Question only: docker-splitted enviroments attackable?

[hersche]

Just a technical question, our servers are updated :) We use a splitted enviroment where nginx runs in one container, php-fpm in another. I tried to reproduce the issue with your exploit, but it seems to hang at

2019/11/05 21:30:58 The target is probably vulnerable. Possible QSLs: [1735 1740 1745]

while the project runs localy (8mins now). As i inspect your docker-file, you seem to have your enviroment combined in the same container. If the split we did protected us from the attack anyway, this would be a nice side-info :)

Also, if this is really the case, it would be may a idea to add it to the requirements?

Thanks for developing this poc!

[neex]

No, splitting nginx and php-fpm in different containers doesn't protect you in any way.

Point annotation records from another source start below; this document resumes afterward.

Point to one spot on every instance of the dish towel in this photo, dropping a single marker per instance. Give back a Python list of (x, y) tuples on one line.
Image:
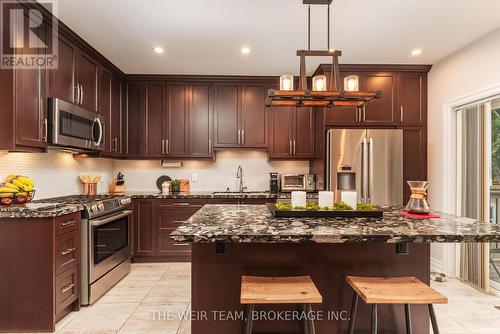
[(419, 216)]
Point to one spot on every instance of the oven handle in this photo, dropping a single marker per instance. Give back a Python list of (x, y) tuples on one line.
[(100, 222)]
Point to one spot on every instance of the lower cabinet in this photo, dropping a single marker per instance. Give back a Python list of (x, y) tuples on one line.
[(155, 219), (42, 257)]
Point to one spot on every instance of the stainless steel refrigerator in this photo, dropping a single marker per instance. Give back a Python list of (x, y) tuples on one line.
[(368, 161)]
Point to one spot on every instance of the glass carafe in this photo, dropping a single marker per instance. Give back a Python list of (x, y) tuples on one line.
[(418, 199)]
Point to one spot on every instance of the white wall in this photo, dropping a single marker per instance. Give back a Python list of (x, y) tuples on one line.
[(212, 176), (55, 173), (473, 69)]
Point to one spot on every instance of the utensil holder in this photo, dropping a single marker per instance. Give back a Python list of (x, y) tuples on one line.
[(90, 189)]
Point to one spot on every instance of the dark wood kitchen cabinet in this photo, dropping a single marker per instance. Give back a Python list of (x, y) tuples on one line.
[(291, 133), (240, 115), (412, 98), (23, 107), (42, 259), (105, 108), (134, 122), (200, 120)]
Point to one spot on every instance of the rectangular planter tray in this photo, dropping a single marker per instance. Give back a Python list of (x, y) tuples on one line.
[(379, 213)]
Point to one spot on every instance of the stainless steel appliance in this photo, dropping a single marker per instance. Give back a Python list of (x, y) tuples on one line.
[(71, 126), (369, 161), (294, 182), (106, 244)]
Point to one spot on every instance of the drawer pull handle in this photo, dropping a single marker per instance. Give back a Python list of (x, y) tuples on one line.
[(67, 262), (68, 251), (67, 288), (68, 223)]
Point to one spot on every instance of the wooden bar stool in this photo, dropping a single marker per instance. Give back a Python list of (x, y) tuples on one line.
[(257, 290), (393, 290)]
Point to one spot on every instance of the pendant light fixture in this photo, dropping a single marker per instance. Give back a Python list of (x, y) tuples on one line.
[(324, 92)]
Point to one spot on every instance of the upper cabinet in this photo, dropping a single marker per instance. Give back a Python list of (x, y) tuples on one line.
[(240, 115), (412, 98), (76, 78), (403, 101), (291, 133)]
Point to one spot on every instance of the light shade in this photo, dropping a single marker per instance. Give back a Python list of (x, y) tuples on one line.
[(286, 82), (351, 83), (319, 83)]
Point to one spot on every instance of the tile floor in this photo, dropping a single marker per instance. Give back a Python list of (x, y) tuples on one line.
[(163, 289)]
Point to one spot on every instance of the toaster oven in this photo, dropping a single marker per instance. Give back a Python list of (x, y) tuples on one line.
[(297, 182)]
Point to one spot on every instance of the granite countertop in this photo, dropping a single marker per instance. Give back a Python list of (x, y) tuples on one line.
[(254, 223), (211, 194), (39, 210)]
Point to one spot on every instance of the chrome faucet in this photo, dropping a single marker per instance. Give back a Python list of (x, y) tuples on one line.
[(239, 175)]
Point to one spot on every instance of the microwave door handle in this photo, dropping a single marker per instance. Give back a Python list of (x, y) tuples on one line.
[(98, 141)]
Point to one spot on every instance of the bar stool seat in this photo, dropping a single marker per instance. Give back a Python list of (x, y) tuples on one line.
[(393, 290), (257, 290)]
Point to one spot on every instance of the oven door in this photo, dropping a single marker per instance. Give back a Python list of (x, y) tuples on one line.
[(109, 243), (73, 126)]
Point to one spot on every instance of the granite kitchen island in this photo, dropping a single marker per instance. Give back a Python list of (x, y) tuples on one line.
[(229, 241)]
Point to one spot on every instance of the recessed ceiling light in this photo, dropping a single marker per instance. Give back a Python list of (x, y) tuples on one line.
[(158, 49), (416, 52)]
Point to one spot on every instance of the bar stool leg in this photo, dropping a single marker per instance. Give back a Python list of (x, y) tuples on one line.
[(408, 319), (374, 319), (354, 309), (435, 327), (312, 330), (249, 319)]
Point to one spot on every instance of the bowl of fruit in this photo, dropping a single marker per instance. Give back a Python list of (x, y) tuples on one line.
[(17, 189)]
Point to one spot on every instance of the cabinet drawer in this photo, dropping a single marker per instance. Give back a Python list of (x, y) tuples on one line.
[(67, 251), (67, 223), (67, 289)]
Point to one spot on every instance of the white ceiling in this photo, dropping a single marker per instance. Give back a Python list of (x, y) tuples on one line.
[(205, 36)]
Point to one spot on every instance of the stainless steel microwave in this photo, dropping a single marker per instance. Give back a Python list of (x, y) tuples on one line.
[(71, 126), (297, 182)]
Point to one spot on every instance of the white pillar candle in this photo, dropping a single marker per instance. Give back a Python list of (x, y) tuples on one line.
[(350, 198), (298, 198), (325, 199)]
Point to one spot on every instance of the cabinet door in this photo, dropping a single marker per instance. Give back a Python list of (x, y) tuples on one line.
[(227, 106), (105, 107), (116, 115), (200, 121), (155, 102), (344, 115), (412, 90), (303, 141), (144, 228), (414, 158), (380, 111), (281, 132), (62, 83), (30, 105), (87, 79), (135, 120), (177, 123), (254, 116)]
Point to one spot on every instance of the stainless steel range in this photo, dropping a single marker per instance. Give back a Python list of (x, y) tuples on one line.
[(106, 244)]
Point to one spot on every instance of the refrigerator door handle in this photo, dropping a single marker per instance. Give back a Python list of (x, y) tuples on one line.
[(370, 169)]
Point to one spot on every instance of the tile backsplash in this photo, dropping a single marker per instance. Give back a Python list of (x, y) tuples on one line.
[(212, 176), (55, 173)]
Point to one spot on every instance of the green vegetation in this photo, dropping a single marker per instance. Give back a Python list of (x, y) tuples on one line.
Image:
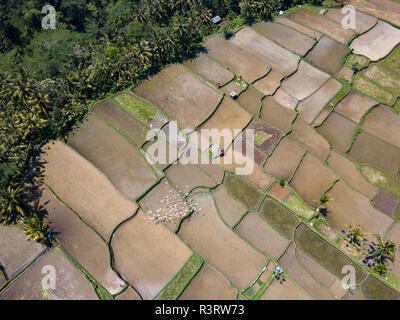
[(135, 107), (278, 218), (357, 62), (182, 279), (243, 191), (299, 207), (48, 78), (260, 137), (325, 253), (374, 289), (381, 179)]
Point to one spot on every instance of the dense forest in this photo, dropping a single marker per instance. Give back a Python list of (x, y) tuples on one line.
[(48, 78)]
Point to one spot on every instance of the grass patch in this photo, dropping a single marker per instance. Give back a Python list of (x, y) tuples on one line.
[(278, 217), (242, 191), (373, 91), (299, 207), (357, 61), (381, 179), (135, 107), (173, 290), (260, 137), (374, 289), (330, 257)]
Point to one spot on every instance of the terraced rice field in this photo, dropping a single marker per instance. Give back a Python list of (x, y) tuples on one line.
[(129, 229)]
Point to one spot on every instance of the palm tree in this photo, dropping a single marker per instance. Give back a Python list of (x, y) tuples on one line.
[(356, 235), (38, 230), (384, 250)]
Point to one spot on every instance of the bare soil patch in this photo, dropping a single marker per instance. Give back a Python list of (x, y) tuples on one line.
[(278, 58), (273, 113), (235, 59), (219, 245), (284, 160), (261, 235), (230, 209), (349, 172), (71, 284), (313, 105), (85, 189), (180, 95), (305, 81), (210, 69), (354, 106), (322, 24), (384, 124), (311, 179), (147, 254), (114, 156), (364, 151), (349, 205), (339, 131), (286, 37), (208, 284), (82, 243), (378, 42)]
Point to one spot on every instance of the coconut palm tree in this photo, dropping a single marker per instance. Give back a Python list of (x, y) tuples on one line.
[(356, 234), (384, 250)]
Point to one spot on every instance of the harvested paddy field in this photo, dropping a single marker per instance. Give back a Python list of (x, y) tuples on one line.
[(208, 284), (147, 254), (163, 204), (186, 177), (210, 69), (251, 100), (384, 9), (180, 94), (305, 81), (131, 128), (378, 42), (84, 189), (373, 289), (311, 107), (285, 100), (280, 59), (213, 240), (310, 139), (278, 217), (71, 284), (286, 291), (235, 59), (354, 106), (82, 243), (322, 24), (325, 253), (231, 210), (114, 156), (349, 172), (16, 252), (384, 124), (349, 205), (261, 235), (277, 115), (311, 179), (339, 131), (286, 37), (328, 54), (284, 159), (296, 272), (364, 151), (270, 83), (364, 21), (299, 27)]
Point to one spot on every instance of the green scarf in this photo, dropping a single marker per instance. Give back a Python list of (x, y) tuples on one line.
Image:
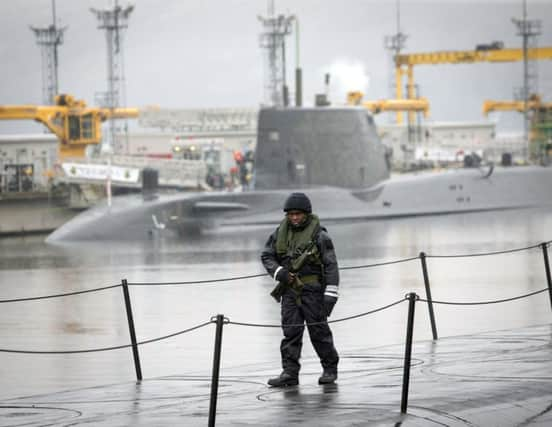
[(291, 241)]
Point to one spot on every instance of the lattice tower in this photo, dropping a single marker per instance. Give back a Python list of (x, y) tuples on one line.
[(114, 21), (272, 39), (49, 38)]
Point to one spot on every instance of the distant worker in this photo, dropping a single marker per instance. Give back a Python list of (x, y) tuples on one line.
[(300, 255)]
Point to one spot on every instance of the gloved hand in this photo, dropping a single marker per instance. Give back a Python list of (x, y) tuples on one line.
[(329, 303), (285, 276)]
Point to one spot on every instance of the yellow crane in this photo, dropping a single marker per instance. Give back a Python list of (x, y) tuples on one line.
[(415, 105), (75, 124), (404, 63), (540, 136), (534, 103)]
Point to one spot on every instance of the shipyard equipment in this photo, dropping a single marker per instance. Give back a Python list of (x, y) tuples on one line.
[(382, 105), (405, 63), (540, 137), (75, 124)]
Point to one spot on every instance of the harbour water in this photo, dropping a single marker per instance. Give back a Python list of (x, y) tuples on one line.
[(29, 267)]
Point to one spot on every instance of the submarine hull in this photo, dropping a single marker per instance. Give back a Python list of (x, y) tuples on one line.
[(450, 192)]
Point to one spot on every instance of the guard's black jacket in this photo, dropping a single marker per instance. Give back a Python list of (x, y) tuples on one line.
[(272, 262), (311, 310)]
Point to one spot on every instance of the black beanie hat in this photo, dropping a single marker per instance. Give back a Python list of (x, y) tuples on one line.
[(298, 202)]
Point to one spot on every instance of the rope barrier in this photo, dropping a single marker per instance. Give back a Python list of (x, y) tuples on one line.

It is strange that QSLs are found even though you have updated your servers. I suggest you to double check that.

[hersche]

It is strange that QSLs are found even though you have updated your servers. I suggest you to double check that.

i am sorry as i was unclear. i retest the attack by downgrading the docker-images to our previous versions and run them only local. as i tested it on our productive servers, it was not able to do any part of the attack.

No, splitting nginx and php-fpm in different containers doesn't protect you in any way.

ok, interessting then, it still hangs there. i guess your exploit would be able to handle that "remote-connection" (to the other container).